The background: Upward of 300 people had congregated near the corner of West Chestnut and North Prince streets in Lancaster City on Sept. 13 to protest the fatal police shooting of Ricardo Munoz. Lancaster City’s police station is at 39 W. Chestnut St.
Protesters blocked traffic, “threw bricks, rocks, glass bottles (and) plastic water bottles at the officers and police station building,” charging documents allege.
The glass on the station’s front door was broken out, as was a large window in the media room, police allege. The windows of an unmarked Lancaster County detective vehicle also were smashed, police said, adding estimated damage for all the broken windows is $6,000.
About 2:30 a.m. Sept. 14, “subjects in the crowd stacked a pile of debris in the middle of the intersection” that included signs and a dumpster, then lit the pile on fire, documents allege.
Officers witnessed all three of them “throwing listed items at police, failing to disperse when ordered, and/or adding items to the fire in the street,” documents allege.
Fatal police shooting: The protests were over the shooting death by police of the 27-year-old Munoz, whose sister had called authorities in hopes of having him involuntarily committed for mental-health treatment, The Associated Press has reported.

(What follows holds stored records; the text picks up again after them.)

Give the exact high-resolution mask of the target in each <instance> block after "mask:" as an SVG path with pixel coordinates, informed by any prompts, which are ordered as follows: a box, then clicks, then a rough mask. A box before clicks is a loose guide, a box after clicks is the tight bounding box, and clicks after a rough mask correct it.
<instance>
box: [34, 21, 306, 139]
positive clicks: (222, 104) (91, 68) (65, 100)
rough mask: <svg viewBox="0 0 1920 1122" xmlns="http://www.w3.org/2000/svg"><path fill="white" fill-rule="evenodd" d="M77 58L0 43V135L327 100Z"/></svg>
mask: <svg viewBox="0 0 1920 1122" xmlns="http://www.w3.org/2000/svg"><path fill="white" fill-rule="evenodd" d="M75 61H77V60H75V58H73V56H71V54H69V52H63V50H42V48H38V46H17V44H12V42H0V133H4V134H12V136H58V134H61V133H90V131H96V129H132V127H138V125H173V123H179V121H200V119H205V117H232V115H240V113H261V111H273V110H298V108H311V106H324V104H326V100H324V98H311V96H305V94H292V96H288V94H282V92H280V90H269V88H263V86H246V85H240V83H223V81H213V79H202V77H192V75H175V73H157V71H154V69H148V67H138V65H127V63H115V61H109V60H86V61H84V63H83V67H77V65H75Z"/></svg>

Lancaster Police have made public the officer’s body camera video. It shows Munoz approaching the officer with a knife in what appears to be a menacing manner before the officer shot and killed him.
Police said it happened about 4:15 p.m. Sept. 13 in the 300 block of Laurel Street and that Munoz’s sister reported he was becoming aggressive with his mother and trying to break into her home.
Munoz had been out on bail, awaiting trial for allegations he stabbed four people last year, including a teenage boy who was stabbed in the face, the AP reported.